E’ stato emozionante e allo stesso tempo estremamente divertente per la presenza dell’umanità più varia.
Lungo i decumani c’erano molti spettacolini con musica e pulcinella in maschera che illustravano la vita del Santo e i turisti non sapevano più cosa fotografare per le meraviglie che gli facevano brillare gli occhi.

Cio’ premesso, con questo Santo il popolo napolitano ha sempre avuto un rapporto di confidenza tale da rivolgersi allo stesso anche con epiteti offensivi.
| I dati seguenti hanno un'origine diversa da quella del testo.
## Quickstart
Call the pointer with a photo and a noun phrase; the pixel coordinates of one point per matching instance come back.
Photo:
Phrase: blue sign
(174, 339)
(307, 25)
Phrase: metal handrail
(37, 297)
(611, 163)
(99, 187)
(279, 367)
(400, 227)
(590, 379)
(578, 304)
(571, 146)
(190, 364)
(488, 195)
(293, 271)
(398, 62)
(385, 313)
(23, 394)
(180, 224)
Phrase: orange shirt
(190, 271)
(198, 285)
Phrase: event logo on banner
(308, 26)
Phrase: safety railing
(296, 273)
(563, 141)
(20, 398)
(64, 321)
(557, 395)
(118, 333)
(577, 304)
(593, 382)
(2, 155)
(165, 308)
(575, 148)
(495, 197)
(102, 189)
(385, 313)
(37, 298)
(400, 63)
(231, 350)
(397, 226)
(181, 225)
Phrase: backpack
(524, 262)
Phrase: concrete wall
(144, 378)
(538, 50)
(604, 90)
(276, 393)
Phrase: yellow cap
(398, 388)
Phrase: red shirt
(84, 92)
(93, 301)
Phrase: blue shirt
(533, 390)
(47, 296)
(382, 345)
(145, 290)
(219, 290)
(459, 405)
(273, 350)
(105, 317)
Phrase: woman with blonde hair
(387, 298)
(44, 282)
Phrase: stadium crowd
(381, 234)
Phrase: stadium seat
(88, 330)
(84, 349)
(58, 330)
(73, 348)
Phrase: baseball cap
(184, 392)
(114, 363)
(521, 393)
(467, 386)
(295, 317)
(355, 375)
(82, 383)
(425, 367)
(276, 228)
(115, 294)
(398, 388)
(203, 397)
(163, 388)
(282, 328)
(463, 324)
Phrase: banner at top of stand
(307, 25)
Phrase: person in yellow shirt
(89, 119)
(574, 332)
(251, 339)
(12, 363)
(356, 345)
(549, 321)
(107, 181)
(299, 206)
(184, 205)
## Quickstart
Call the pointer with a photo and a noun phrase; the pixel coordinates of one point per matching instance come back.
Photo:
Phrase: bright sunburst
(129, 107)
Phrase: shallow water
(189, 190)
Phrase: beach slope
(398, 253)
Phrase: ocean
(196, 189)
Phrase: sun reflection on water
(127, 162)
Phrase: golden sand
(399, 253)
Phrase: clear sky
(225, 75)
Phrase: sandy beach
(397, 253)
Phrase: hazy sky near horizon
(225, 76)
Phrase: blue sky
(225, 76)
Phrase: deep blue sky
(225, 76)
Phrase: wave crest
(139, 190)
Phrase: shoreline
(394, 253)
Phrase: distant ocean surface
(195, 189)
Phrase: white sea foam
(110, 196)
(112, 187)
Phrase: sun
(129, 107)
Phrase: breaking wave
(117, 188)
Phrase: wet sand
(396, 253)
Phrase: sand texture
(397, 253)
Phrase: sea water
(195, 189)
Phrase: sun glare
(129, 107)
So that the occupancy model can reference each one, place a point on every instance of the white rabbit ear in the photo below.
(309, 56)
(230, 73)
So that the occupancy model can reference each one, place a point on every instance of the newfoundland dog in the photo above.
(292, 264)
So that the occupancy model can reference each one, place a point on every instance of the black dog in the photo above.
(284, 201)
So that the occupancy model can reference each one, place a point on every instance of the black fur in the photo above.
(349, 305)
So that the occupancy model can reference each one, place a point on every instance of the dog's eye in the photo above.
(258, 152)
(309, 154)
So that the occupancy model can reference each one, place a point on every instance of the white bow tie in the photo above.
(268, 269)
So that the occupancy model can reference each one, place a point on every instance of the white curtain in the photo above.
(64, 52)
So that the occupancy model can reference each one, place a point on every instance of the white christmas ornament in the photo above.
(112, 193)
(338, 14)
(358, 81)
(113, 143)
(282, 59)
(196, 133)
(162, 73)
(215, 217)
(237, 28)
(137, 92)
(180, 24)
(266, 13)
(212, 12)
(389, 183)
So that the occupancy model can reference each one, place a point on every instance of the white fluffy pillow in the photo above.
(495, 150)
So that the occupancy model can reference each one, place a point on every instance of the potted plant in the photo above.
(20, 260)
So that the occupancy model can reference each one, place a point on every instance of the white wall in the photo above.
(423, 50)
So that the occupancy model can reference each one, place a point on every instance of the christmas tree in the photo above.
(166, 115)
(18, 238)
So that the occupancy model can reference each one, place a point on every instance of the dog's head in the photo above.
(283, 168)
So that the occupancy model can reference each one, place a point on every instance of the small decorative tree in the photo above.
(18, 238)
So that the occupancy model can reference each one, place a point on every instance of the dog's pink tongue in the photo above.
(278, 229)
Uno di questi è “Faccia Gialla” per il colorito che sembra avere una delle statue che lo rappresentano.
Tanto più ove si consideri che il Duomo di Napoli e’ l’unico edificio di culto al mondo la cui proprieta’ e’ in condominio tra tre soggetti giuridici distinti: la Chiesa, il Comune di Napoli e una congregazione in rappresentanza del popolo napolitano che, quando il Duomo era in costruzione, volle finanziare direttamente il progetto della cappella del tesoro di San Gennaro.
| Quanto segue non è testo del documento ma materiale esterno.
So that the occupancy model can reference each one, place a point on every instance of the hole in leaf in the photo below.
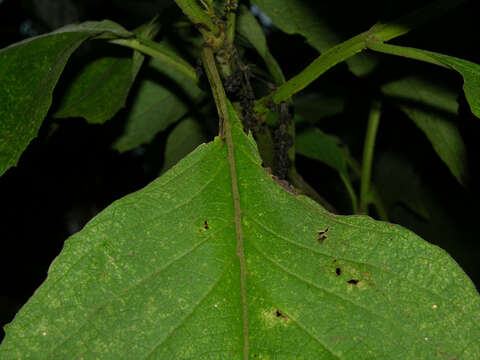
(322, 234)
(279, 314)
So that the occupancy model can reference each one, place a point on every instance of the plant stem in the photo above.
(199, 17)
(403, 51)
(375, 197)
(372, 127)
(159, 52)
(351, 192)
(232, 6)
(222, 108)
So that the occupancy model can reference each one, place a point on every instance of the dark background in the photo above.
(69, 173)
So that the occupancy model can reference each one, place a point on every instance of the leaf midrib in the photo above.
(240, 253)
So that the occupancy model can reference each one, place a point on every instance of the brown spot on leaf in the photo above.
(322, 234)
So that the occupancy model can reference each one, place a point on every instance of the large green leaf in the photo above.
(101, 88)
(433, 108)
(471, 77)
(299, 17)
(469, 71)
(215, 260)
(160, 101)
(29, 71)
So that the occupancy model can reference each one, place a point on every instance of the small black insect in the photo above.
(322, 235)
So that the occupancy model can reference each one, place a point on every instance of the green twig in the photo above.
(372, 127)
(199, 17)
(404, 51)
(341, 52)
(231, 8)
(159, 52)
(222, 108)
(375, 197)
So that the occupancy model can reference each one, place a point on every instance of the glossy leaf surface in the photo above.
(29, 71)
(178, 271)
(301, 17)
(162, 99)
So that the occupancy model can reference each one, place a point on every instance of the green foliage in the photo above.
(433, 109)
(142, 277)
(31, 69)
(219, 258)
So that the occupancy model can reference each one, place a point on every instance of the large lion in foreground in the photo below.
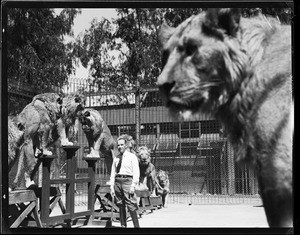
(98, 136)
(240, 71)
(43, 122)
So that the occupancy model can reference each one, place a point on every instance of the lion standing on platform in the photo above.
(98, 136)
(239, 70)
(42, 122)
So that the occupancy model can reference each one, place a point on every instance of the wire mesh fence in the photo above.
(195, 153)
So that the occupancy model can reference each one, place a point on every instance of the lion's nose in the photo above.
(165, 89)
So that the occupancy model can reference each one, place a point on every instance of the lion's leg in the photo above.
(62, 133)
(31, 163)
(44, 139)
(97, 146)
(20, 167)
(277, 199)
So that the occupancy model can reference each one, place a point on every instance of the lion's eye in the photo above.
(190, 48)
(165, 57)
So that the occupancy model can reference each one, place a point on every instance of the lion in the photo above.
(15, 140)
(44, 122)
(147, 170)
(162, 185)
(239, 71)
(98, 136)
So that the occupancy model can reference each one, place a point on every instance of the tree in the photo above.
(137, 31)
(36, 53)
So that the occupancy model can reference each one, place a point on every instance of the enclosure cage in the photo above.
(196, 153)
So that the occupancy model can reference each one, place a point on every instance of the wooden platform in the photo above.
(23, 206)
(148, 202)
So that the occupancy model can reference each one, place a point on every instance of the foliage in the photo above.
(36, 53)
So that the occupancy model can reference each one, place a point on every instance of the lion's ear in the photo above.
(86, 114)
(77, 99)
(225, 18)
(165, 33)
(59, 100)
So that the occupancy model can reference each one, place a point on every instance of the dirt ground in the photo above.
(202, 216)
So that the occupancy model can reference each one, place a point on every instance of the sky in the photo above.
(82, 22)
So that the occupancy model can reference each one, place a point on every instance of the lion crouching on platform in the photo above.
(147, 171)
(162, 185)
(238, 70)
(42, 123)
(98, 136)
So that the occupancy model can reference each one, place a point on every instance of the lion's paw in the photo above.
(66, 143)
(92, 155)
(47, 152)
(29, 183)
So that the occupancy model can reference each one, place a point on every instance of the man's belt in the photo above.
(123, 176)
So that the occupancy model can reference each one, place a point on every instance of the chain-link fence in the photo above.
(195, 153)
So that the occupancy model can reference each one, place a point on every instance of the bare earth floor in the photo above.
(203, 216)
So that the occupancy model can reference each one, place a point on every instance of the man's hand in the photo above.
(131, 190)
(112, 190)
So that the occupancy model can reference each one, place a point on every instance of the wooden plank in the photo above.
(20, 196)
(144, 193)
(23, 215)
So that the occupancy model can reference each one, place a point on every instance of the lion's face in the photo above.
(72, 105)
(195, 60)
(144, 156)
(86, 120)
(163, 178)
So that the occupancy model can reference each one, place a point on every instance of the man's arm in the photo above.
(136, 171)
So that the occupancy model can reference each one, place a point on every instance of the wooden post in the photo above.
(70, 186)
(46, 164)
(231, 170)
(91, 184)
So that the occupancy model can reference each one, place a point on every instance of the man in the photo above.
(125, 173)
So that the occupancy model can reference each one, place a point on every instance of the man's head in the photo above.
(122, 143)
(144, 155)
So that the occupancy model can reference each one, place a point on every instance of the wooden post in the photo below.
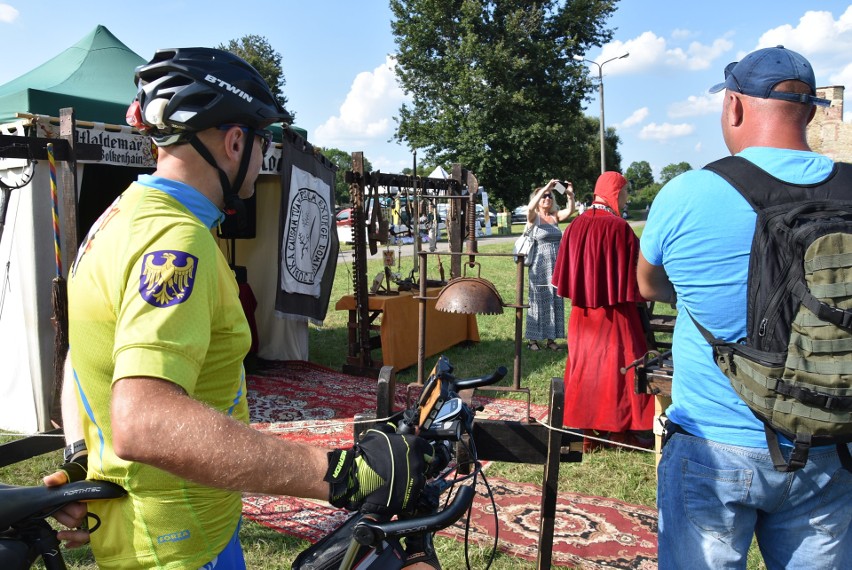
(549, 486)
(454, 226)
(68, 189)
Per questo motivo il popolo napolitano pretende che il Patrono proceda a sciogliere velocemente il proprio sangue e spesso, quando tarda piu’ del dovuto, lo apostrofa malamente.
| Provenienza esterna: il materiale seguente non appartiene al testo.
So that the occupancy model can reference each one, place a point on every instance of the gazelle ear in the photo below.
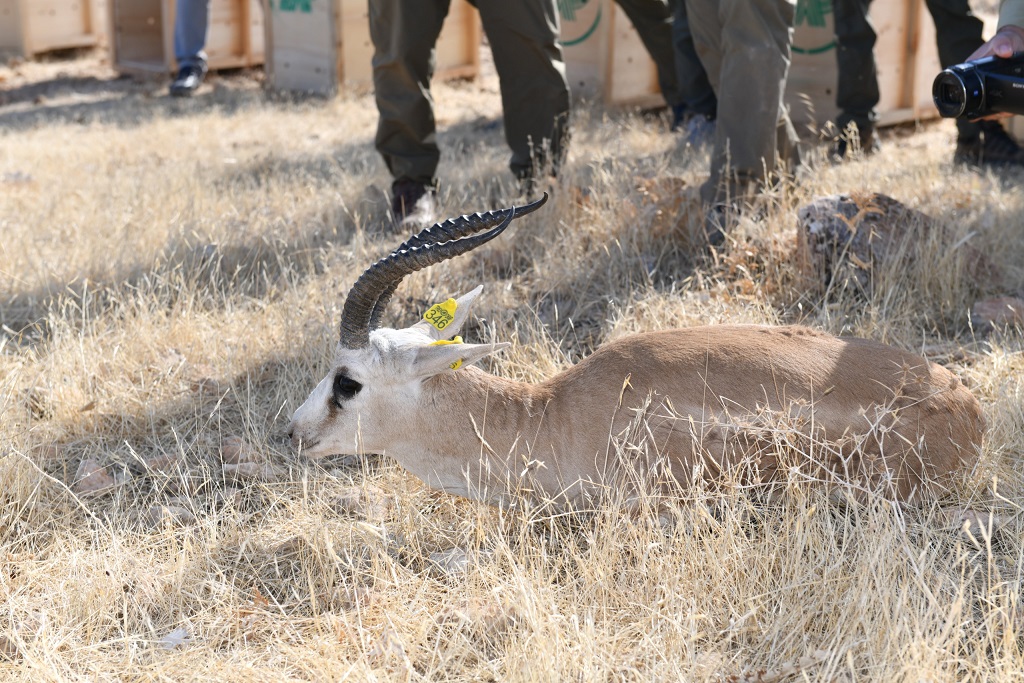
(436, 358)
(443, 321)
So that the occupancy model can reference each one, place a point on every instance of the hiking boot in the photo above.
(678, 118)
(414, 204)
(993, 146)
(187, 81)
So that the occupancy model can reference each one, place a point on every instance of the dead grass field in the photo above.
(171, 278)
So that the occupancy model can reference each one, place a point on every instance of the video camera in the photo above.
(976, 89)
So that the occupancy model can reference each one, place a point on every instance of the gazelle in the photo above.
(714, 401)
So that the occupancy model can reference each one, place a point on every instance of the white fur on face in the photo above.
(372, 419)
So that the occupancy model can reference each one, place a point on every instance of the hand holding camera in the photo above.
(984, 87)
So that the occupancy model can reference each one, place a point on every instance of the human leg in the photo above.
(523, 37)
(744, 46)
(857, 82)
(698, 101)
(190, 22)
(652, 19)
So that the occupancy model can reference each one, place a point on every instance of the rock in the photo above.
(253, 472)
(175, 515)
(456, 561)
(228, 496)
(487, 616)
(843, 238)
(8, 649)
(999, 312)
(91, 477)
(367, 502)
(389, 651)
(174, 639)
(166, 462)
(235, 450)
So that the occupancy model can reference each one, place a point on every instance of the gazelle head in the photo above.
(376, 382)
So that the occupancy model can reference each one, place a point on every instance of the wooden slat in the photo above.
(299, 49)
(302, 48)
(143, 35)
(31, 27)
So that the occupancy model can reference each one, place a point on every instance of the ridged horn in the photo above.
(368, 298)
(453, 228)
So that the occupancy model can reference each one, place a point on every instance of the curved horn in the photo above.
(453, 228)
(366, 301)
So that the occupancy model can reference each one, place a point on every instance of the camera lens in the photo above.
(949, 94)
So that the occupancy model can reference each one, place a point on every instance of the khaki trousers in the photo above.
(744, 47)
(523, 37)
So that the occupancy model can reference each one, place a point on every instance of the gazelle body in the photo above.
(712, 401)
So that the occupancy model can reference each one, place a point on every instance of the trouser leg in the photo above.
(744, 46)
(694, 89)
(403, 33)
(958, 33)
(857, 82)
(190, 22)
(652, 19)
(523, 37)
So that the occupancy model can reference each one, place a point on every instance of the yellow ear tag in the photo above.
(458, 340)
(440, 314)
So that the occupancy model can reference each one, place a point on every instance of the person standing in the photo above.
(698, 107)
(958, 34)
(744, 46)
(1009, 39)
(190, 22)
(523, 38)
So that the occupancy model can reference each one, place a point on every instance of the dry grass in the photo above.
(172, 275)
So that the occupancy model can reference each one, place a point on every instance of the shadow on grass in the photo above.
(253, 266)
(126, 101)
D’altra parte il Santo non si è quasi mai fatto attendere se non in occasione di eventi drammatici per la città: la peste del 1600 e l’unità d’italia.
Mai San Gennaro ha sciolto il suo sangue in presenza di un Savoia:
ne’ nel 1861, né nel 187O, nè nel 1931.
Forse era memore della circostanza che, nel 1799, fu accusato di aver reso possibile l’invasione francese e conseguentemente venne sostituito per sei mesi da Sant’Antonio nella qualità di patrono.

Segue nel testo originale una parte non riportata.